Post Rhinoplasty nasal-dorsal mucous cyst formation is a preventable complication. Meticulous removal of all bony, cartilaginous, and mucous remnants is essential. Maintaining mucosal integrity during intranasal osteotomy and completing all osteotomies are also important to prevent such post-rhinoplasty complications as mucous cysts. Treatment of this unfortunate complication is complete excision through an intranasal or open approach. Read the detailed report of a case of an expanding nasal-dorsal mucous cyst that developed after a closed septorhinoplasty procedure in a 33-year-old male, published by Romo T 3rd, Rizk SS, Suh GD.

Other Complaints Commonly Addressed by Revision Rhinoplasty

  • Retracted Nostrils
    Also called alar retraction because it involves a retraction of the alar cartilages, retracted nostrils often arise after an aggressive primary rhinoplasty procedure. Alar retraction occurs when part of the ala contracts upward, which leaves too much nostril showing. Though this condition can also be congenital when resulting from a primary rhinoplasty procedure it typically occurs because too much cartilage was excised — or not enough. Grafting with alar batten grafts, alar rim grafts, and/or composite grafts may be required, and the cartilage will likely need to be repositioned.
  • Pinched Tip
    A pinched tip is a nasal tip that looks too narrow or “pinched.” It can be congenital or may result from over-resection of the tip cartilages during a primary rhinoplasty procedure. A pinched tip is addressed through a procedure called “tip-plasty,” which reshapes the tip with ear or other cartilage. Grafting with alar batten grafts may be performed.
  • Dorsal Scoop
    Also known as a saddle nose deformity or “scooped nose,” a dorsal scoop is a saddle-like formation in the area of the septum. It occurs when something causes the septum to lower, such as trauma. To correct this issue, a procedure is performed to raise the septum.
  • Hanging Columella
    The columella is the strip of skin between the nostrils. A hanging columella (sometimes called alar-columellar disproportion) is one that hangs lower than the desired position, so that around 4mm of nostril is visible from the profile.
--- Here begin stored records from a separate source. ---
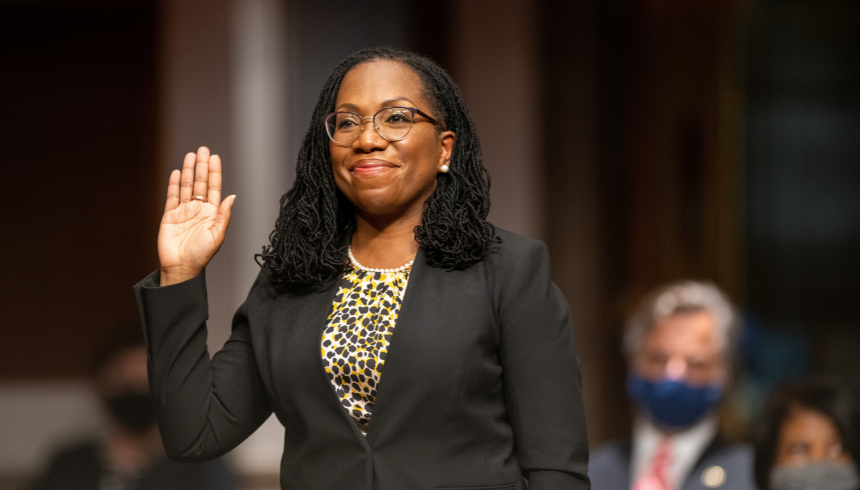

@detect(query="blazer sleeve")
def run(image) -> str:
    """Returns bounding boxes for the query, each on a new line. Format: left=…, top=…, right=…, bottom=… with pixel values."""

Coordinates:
left=499, top=240, right=590, bottom=490
left=134, top=271, right=272, bottom=462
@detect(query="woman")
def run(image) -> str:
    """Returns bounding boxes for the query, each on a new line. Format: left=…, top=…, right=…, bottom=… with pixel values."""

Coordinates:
left=137, top=48, right=589, bottom=490
left=755, top=380, right=860, bottom=490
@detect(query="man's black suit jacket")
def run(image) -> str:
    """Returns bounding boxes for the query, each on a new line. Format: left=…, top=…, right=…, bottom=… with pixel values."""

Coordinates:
left=135, top=230, right=590, bottom=490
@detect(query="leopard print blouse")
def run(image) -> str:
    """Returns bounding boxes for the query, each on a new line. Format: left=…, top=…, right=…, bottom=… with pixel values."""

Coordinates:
left=321, top=267, right=410, bottom=434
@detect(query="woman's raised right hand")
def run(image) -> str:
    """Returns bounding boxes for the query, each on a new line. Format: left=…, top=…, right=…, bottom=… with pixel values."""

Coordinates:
left=158, top=146, right=236, bottom=286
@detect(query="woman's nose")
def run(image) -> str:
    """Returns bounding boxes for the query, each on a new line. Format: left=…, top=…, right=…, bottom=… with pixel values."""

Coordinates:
left=356, top=117, right=388, bottom=151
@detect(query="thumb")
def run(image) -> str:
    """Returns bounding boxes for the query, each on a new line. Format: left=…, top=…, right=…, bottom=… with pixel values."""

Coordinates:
left=213, top=194, right=236, bottom=238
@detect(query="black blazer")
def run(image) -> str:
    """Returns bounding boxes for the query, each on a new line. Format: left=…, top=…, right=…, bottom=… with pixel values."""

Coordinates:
left=135, top=230, right=590, bottom=490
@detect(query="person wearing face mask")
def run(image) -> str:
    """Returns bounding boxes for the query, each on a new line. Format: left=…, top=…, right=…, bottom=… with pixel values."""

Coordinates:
left=754, top=379, right=860, bottom=490
left=30, top=330, right=236, bottom=490
left=588, top=281, right=755, bottom=490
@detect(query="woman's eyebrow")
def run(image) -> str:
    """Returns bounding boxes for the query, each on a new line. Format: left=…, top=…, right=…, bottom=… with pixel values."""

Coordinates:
left=335, top=97, right=417, bottom=113
left=380, top=97, right=416, bottom=107
left=335, top=102, right=358, bottom=112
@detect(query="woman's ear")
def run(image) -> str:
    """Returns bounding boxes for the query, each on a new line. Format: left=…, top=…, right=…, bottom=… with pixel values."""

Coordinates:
left=439, top=131, right=457, bottom=172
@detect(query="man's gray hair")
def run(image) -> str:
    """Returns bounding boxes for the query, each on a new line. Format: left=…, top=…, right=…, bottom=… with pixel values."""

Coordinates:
left=624, top=280, right=738, bottom=361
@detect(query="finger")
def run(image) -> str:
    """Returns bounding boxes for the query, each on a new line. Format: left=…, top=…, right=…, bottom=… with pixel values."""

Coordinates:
left=213, top=195, right=236, bottom=240
left=164, top=170, right=179, bottom=213
left=179, top=153, right=197, bottom=202
left=191, top=146, right=209, bottom=199
left=207, top=155, right=221, bottom=206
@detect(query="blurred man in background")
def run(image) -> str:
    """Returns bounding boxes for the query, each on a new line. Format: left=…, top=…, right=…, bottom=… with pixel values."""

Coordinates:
left=588, top=281, right=755, bottom=490
left=31, top=329, right=236, bottom=490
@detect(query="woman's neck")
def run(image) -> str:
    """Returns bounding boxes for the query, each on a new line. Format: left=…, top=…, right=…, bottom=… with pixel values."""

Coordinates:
left=350, top=212, right=421, bottom=269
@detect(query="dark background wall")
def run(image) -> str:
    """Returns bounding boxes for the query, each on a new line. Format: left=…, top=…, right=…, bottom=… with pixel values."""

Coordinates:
left=0, top=1, right=160, bottom=379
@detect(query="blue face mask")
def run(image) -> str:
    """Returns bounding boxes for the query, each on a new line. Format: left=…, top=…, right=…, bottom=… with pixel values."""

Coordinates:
left=627, top=374, right=723, bottom=429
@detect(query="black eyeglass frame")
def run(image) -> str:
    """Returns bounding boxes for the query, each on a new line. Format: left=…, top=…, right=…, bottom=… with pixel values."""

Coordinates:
left=322, top=105, right=441, bottom=146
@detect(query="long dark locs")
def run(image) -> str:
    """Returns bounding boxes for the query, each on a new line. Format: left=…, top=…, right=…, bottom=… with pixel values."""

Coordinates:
left=256, top=47, right=500, bottom=287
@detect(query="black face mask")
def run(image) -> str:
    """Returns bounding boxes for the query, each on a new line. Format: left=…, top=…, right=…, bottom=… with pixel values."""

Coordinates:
left=105, top=391, right=155, bottom=432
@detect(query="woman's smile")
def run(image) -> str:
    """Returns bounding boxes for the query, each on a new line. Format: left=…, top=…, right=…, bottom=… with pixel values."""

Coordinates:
left=349, top=158, right=400, bottom=177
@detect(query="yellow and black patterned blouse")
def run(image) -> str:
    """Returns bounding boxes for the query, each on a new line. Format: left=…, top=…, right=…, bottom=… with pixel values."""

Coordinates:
left=321, top=267, right=410, bottom=433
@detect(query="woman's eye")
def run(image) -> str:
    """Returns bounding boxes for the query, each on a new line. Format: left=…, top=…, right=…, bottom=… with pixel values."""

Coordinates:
left=337, top=119, right=356, bottom=129
left=788, top=442, right=809, bottom=456
left=385, top=111, right=409, bottom=124
left=827, top=442, right=842, bottom=459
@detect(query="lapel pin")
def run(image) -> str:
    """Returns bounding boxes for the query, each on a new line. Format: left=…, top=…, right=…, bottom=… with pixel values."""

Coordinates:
left=702, top=466, right=726, bottom=488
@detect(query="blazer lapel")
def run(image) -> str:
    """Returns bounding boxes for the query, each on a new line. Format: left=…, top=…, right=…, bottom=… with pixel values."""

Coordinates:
left=367, top=247, right=436, bottom=445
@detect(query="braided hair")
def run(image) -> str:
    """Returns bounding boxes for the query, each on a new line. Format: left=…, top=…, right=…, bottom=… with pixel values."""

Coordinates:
left=255, top=47, right=501, bottom=287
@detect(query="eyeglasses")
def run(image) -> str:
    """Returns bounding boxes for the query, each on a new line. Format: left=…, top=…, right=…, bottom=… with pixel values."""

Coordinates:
left=323, top=106, right=439, bottom=146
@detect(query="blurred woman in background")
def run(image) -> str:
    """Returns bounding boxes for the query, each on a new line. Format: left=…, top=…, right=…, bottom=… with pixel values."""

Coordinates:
left=755, top=380, right=860, bottom=490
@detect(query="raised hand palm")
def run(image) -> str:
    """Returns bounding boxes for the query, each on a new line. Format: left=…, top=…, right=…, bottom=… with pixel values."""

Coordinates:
left=158, top=147, right=236, bottom=285
left=158, top=201, right=223, bottom=269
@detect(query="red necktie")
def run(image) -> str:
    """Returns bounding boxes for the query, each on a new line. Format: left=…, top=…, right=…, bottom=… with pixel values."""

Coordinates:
left=633, top=438, right=672, bottom=490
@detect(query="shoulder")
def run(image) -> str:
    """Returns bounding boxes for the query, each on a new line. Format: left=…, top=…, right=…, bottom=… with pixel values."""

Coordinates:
left=588, top=441, right=630, bottom=490
left=701, top=440, right=753, bottom=471
left=484, top=228, right=549, bottom=269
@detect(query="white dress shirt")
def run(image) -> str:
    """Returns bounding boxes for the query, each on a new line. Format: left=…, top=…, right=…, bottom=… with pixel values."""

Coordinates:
left=630, top=414, right=717, bottom=490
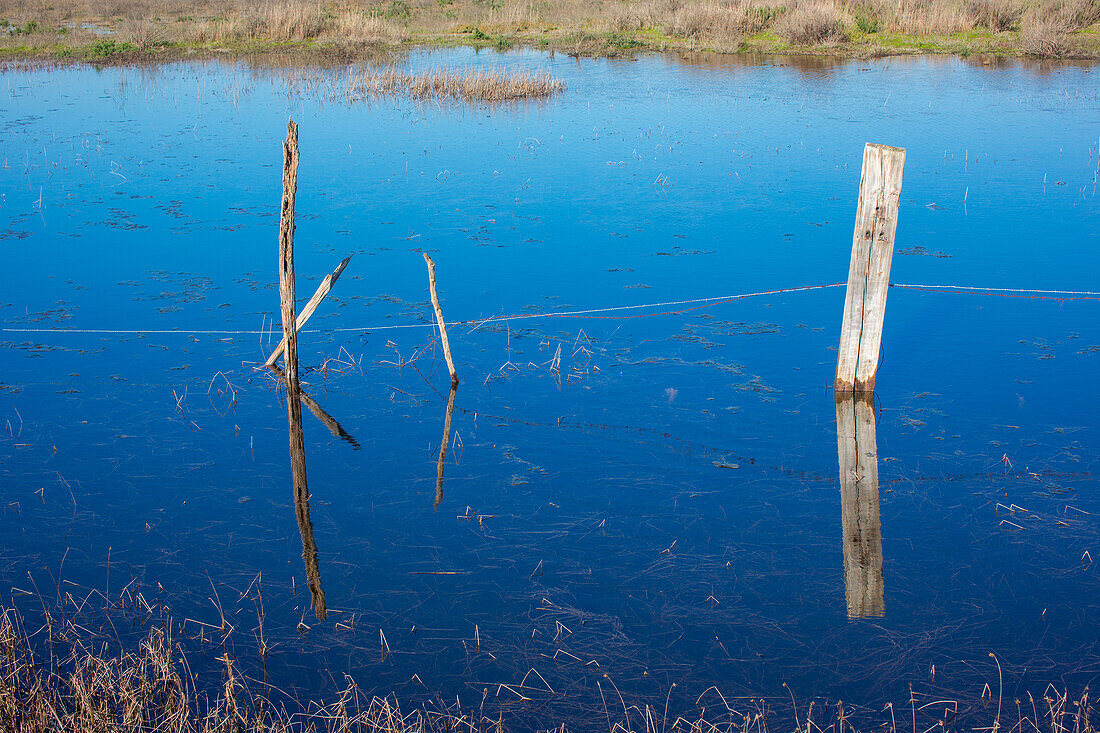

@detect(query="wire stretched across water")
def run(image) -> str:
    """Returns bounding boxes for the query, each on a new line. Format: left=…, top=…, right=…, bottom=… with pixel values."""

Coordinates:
left=0, top=283, right=1100, bottom=336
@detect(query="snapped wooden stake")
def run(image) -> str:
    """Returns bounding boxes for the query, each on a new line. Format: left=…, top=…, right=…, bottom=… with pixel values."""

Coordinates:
left=835, top=143, right=905, bottom=393
left=264, top=255, right=352, bottom=368
left=424, top=252, right=459, bottom=386
left=278, top=120, right=298, bottom=394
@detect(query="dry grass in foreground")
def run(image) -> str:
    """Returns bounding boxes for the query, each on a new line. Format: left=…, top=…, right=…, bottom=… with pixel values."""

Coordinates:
left=0, top=0, right=1100, bottom=59
left=0, top=610, right=1097, bottom=733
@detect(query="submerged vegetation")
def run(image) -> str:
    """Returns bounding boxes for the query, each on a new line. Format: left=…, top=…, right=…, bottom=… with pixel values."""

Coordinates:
left=347, top=68, right=565, bottom=102
left=0, top=0, right=1100, bottom=61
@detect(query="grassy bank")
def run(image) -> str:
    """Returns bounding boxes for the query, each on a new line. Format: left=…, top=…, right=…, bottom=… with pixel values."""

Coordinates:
left=0, top=0, right=1100, bottom=61
left=0, top=598, right=1097, bottom=733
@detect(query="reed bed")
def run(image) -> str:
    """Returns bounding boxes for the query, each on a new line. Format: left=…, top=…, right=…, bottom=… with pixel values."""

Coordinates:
left=0, top=0, right=1100, bottom=57
left=0, top=609, right=1097, bottom=733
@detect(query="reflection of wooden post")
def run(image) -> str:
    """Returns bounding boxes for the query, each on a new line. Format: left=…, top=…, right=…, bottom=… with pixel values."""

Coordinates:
left=835, top=143, right=905, bottom=393
left=278, top=120, right=301, bottom=391
left=432, top=382, right=459, bottom=506
left=286, top=389, right=329, bottom=621
left=836, top=395, right=886, bottom=619
left=424, top=252, right=459, bottom=392
left=268, top=364, right=360, bottom=450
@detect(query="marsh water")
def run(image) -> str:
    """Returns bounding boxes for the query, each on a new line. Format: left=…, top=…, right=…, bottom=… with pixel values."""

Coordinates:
left=0, top=51, right=1100, bottom=729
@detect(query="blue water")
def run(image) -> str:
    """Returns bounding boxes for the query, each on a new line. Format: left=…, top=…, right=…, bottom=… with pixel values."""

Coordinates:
left=0, top=51, right=1100, bottom=729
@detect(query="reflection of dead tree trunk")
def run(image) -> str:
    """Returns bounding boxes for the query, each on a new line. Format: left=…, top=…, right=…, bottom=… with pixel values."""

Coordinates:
left=286, top=390, right=329, bottom=621
left=836, top=394, right=886, bottom=619
left=433, top=382, right=459, bottom=506
left=268, top=364, right=360, bottom=450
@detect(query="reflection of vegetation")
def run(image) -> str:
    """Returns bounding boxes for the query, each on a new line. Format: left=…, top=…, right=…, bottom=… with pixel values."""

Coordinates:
left=0, top=0, right=1100, bottom=58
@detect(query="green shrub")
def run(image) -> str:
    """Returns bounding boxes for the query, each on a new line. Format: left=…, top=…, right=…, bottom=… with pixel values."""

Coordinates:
left=85, top=39, right=138, bottom=59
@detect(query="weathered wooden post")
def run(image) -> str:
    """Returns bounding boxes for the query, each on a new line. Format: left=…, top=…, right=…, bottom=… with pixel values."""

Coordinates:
left=432, top=382, right=459, bottom=506
left=835, top=394, right=886, bottom=619
left=835, top=143, right=905, bottom=393
left=272, top=120, right=328, bottom=620
left=264, top=256, right=352, bottom=371
left=422, top=252, right=459, bottom=387
left=279, top=120, right=301, bottom=391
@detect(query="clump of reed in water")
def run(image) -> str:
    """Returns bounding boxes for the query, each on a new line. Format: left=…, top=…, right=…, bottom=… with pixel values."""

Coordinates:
left=347, top=68, right=565, bottom=102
A hanging columella can have many possible causes. Sometimes it is congenital, in which case it is often caused by a long septum that pushes down on the columella.

    In other cases, it is the result of a mistake made during a primary rhinoplasty procedure. To address it, excess tissue may be excised and a section of the septum may be removed. Other cartilage may be removed or shaved as well. In rare cases, the nasal spine is reduced.

  • Short Nose
    A short nose is one that is too short in proportion with the rest of a person’s face. In many cases, it involves an upturned, over-rotated tip. To correct this, the scar from the original rhinoplasty procedure will likely need to be released so that the tip can be moved to a less-rotated position. Several cartilage grafting techniques may be used to create sufficient support, including caudal septal extension grafting and extended spreader grafts.

    A short nose can also be caused by a low radix, in which case radix grafting can be used to raise the bridge in the area in question. A short nose is one of the most challenging issues to address in rhinoplasty. The key is to create sufficient support to sustain the nasal tip in its new position.

  • Pointy Tip
    A pointy tip occurs when the alar cartilages are too prominent, i.e., they appear too pointy or stick out too much. This can be the result of genetics (usually in thin-skinned individuals) or may be a result of the original rhinoplasty procedure. To address a pointy tip, cartilages may be shaved or trimmed and fascia or a soft tissue graft may be placed over the tip cartilages.